Vous parlez avec un grand talent, ça ne m’étonne pas, moi, et je sais que cette éloquence vous vient du cœur. Mais tous ces cafards, comme ils vous en veulent ! Est-ce qu’ils l’emporteront. ? est-ce qu’ils représentent la France aux yeux de l’empereur ? Vous avez bien fait de protester d’avance contre l’hypocrite diplomatie du ministre-orateur. Cela nous laisse un peu d’espoir.

Au fond pourtant, je suis furieuse ; vous ouvrez à la pensée du règne un courant qui peut tout sauver, et même tout laver dans l’histoire, et on semble fermer volontairement les yeux !

Mais je vous jure que l’Empire est perdu s’il continue à dormir ou à trembler, pendant que les vieux pouvoirs s’éveillent et que les prêtres travaillent. Tout le salut est en vous, en vous seul. Si la France est aussi aveugle que le pouvoir, nous aurons un atroce 1815 et ce qui s’ensuit.
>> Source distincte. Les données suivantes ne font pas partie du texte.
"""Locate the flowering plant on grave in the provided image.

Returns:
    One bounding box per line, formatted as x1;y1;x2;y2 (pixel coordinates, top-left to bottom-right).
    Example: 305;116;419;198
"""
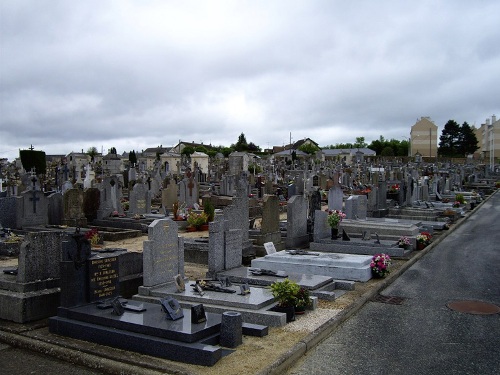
398;236;411;247
295;287;312;308
389;184;399;194
370;253;392;277
327;210;346;228
417;232;432;245
85;228;101;246
187;211;208;228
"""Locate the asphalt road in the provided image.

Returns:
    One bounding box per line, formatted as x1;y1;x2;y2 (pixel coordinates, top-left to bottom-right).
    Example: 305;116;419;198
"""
288;194;500;375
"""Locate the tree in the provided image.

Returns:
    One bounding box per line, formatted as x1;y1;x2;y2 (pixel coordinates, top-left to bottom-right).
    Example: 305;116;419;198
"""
231;133;248;152
128;150;137;165
353;137;367;148
299;143;320;155
86;147;99;163
458;122;479;156
181;146;195;156
438;120;479;157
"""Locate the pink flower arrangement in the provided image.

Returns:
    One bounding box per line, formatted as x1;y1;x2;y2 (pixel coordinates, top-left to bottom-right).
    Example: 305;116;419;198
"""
370;253;392;277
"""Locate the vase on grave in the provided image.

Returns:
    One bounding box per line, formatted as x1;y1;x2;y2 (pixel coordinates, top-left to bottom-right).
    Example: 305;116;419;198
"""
332;228;339;240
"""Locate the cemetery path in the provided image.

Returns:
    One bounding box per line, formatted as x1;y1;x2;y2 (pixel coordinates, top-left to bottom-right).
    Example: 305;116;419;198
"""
0;194;500;375
288;194;500;375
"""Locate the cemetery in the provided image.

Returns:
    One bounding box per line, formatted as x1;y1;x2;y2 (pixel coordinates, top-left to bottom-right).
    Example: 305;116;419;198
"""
0;145;498;367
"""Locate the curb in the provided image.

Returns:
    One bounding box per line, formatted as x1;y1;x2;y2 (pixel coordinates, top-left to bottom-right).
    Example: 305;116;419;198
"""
258;190;498;375
0;190;492;375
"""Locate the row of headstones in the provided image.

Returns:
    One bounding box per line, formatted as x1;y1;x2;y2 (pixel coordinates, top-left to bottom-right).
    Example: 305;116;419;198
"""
0;177;123;229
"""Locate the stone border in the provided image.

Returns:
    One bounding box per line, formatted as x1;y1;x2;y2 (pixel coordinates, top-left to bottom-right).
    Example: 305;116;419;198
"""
257;189;498;375
0;189;499;375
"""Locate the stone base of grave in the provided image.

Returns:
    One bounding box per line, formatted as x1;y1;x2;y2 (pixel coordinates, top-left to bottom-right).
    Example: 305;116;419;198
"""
0;268;60;323
217;267;355;301
252;251;372;282
309;238;415;257
133;278;318;327
49;302;267;366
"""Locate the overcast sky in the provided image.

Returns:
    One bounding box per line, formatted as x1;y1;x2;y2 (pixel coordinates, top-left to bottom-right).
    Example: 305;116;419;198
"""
0;0;500;159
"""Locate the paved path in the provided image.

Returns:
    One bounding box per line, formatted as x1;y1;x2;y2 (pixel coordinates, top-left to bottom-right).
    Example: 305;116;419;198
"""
288;194;500;375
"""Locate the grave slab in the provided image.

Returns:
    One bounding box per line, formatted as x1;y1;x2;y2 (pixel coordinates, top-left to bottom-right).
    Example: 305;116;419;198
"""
252;251;372;282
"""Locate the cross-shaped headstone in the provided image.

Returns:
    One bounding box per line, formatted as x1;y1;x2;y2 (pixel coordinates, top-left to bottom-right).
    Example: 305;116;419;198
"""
188;178;194;197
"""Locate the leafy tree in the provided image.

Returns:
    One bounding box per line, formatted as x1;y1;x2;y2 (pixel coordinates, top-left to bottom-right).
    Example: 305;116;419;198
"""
128;150;137;165
220;147;234;158
181;146;195;156
194;146;208;154
248;142;261;152
458;122;479;156
438;120;461;157
380;146;394;156
353;137;367;148
231;133;248;151
299;143;320;155
86;147;99;163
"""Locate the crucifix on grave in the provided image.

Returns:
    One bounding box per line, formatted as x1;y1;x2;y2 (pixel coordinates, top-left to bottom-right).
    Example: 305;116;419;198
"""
30;175;40;214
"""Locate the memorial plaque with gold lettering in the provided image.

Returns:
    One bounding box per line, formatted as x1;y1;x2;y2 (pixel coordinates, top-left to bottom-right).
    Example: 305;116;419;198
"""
88;256;120;302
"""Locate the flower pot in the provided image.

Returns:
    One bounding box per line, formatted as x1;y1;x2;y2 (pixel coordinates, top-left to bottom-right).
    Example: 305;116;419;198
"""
295;306;306;315
271;305;295;323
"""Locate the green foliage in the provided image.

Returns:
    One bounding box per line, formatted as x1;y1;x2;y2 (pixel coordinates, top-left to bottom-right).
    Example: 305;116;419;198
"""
181;146;195;156
203;199;215;222
299;143;320;155
86;147;99;163
128;150;137;165
19;150;47;174
248;163;262;174
194;146;208;154
458;122;479;156
270;278;300;307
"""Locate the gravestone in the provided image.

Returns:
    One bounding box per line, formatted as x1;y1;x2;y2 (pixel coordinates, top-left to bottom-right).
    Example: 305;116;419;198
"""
161;181;179;210
97;176;123;220
328;185;344;211
345;195;359;219
18;190;49;228
62;188;87;227
285;195;309;248
143;219;184;287
128;183;151;215
48;193;64;225
0;232;62;323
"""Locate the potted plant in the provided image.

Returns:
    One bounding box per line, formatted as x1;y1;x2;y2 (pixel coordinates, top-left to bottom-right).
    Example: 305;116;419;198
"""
417;232;432;250
85;228;102;248
203;200;215;223
398;236;411;249
270;278;300;322
370;253;391;277
295;287;312;314
327;210;346;240
187;211;207;230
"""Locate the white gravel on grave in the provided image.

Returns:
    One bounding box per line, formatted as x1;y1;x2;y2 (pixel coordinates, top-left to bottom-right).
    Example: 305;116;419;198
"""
283;309;342;332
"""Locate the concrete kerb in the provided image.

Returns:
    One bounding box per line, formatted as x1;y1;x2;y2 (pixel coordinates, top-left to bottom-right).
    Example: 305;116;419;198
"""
0;330;193;375
0;190;492;375
258;190;498;375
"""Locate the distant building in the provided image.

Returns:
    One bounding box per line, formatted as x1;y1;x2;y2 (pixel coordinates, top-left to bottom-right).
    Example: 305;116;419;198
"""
478;115;500;168
410;117;438;157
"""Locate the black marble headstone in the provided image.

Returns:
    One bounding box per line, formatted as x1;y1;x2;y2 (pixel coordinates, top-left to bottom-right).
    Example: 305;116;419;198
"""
191;303;207;324
160;297;184;320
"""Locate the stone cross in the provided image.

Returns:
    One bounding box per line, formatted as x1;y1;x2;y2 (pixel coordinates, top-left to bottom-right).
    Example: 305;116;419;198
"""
188;178;194;197
30;189;40;214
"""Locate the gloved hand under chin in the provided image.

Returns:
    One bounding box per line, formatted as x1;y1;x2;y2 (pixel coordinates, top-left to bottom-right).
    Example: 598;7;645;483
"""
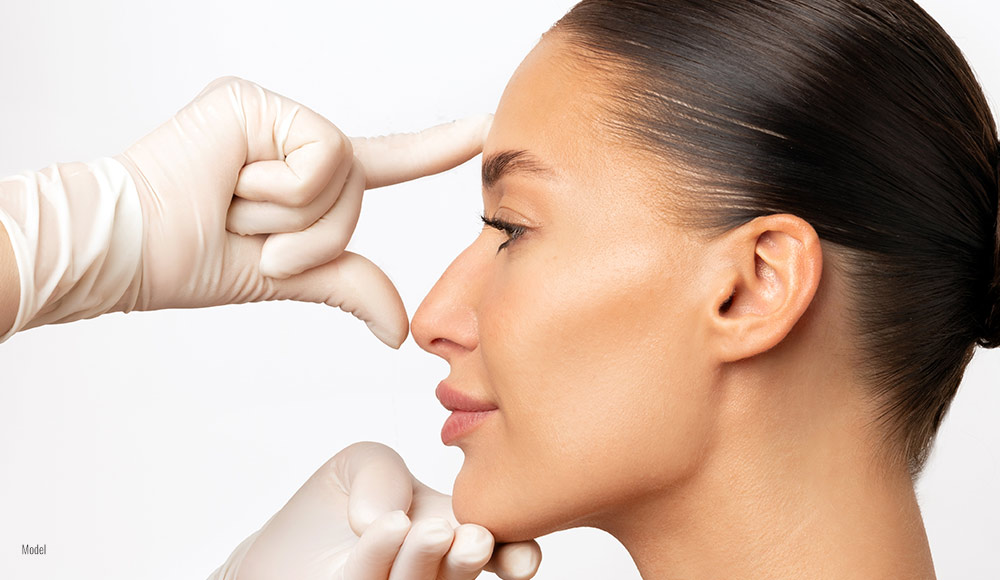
0;77;489;348
209;443;541;580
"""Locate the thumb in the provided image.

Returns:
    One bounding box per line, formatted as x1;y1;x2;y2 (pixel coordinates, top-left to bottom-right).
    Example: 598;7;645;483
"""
269;251;410;348
351;115;493;189
335;441;413;537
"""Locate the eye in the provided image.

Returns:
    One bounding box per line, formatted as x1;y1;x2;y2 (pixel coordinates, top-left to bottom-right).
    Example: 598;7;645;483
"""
480;215;527;254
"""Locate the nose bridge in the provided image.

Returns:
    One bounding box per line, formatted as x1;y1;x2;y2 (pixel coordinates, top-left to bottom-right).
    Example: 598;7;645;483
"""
410;236;487;358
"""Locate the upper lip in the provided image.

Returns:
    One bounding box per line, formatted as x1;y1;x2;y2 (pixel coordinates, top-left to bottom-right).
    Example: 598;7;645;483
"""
434;381;497;413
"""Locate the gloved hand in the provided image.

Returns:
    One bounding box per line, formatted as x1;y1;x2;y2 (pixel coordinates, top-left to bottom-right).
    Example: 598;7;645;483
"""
0;77;489;348
209;443;541;580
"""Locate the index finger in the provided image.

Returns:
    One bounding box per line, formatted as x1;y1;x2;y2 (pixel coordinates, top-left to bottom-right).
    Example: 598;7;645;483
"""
332;441;413;536
351;115;493;189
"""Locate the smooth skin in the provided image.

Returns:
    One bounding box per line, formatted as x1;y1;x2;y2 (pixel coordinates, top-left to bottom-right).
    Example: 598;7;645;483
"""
411;33;934;579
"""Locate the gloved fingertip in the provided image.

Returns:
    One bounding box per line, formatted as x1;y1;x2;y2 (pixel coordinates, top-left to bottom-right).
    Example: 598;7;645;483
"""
365;320;410;350
496;542;542;580
258;246;298;280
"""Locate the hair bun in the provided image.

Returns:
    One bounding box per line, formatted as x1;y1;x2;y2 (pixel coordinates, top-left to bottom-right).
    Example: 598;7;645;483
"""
978;152;1000;348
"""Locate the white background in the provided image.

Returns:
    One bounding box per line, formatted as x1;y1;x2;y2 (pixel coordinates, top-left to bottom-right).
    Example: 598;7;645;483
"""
0;0;1000;580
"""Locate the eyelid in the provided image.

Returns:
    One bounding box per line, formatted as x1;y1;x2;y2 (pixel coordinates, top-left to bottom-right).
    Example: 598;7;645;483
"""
480;214;528;254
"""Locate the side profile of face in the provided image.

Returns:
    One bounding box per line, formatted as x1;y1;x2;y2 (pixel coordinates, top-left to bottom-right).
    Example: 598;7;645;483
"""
411;35;717;541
Est-ce que tous ces vieux généraux dévots ne sont pas vendus d’avance ?

Cher prince, allez toujours, tout le monde n’est pas ingrat. Le peuple intelligent n’est pas encore corrompu. La France ne peut pas se suicider. Que Dieu veille sur nous et qu’il soit toujours avec vous !

G. SAND.

Les Débats disent avec raison que vous parlez comme personne ne parle, je le crois bien ! Vous seul croyez ce que vous dites.